This page tries to provide answer to questions that have come up during the interpreter segment of the course.
What is the point of this portion of the course?
We are moving into studying programming languages (as opposed to just functional programming). Implementing programming languages is a great way to study them. Therefore, this portion of the course is about how to implement programming languages.
What do we need to do in order to implement a programming language? We need to write a program that runs programs in the language we want to implement. The first step is to come up with a data model for programs. Why? Consider the following analogy:
When we wanted to write programs to manage a zoo of animals, we needed data structures to capture animals and zoos.
When we wanted to write programs to process family trees, we needed data structures to capture family trees.
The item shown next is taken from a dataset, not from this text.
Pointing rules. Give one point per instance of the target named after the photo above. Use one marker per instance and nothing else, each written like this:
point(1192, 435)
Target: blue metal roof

If we want to write programs to process programs, we need data structures to capture programs.
How do we come up with a data model for programs?
There are several possible data models for programs. One that comes to mind quickly is a string (or a list of characters). This is a poor choice if we want to implement the language though, because to run the program, we need to know what programming constructs (loops, if-statements, arithmetic, etc) the program used. Tossing an entire program into one string obscures this structure.
As an analogy, do you think of a textbook as a string? We generally think of texts as structured into chapters and sections (imagine giving assignments as "do the exercise starting at the 15,467th character in the book" as opposed to "section 1.3, problem 2"). The string obscures the structure of the text, just as it would obscure the structure of the program.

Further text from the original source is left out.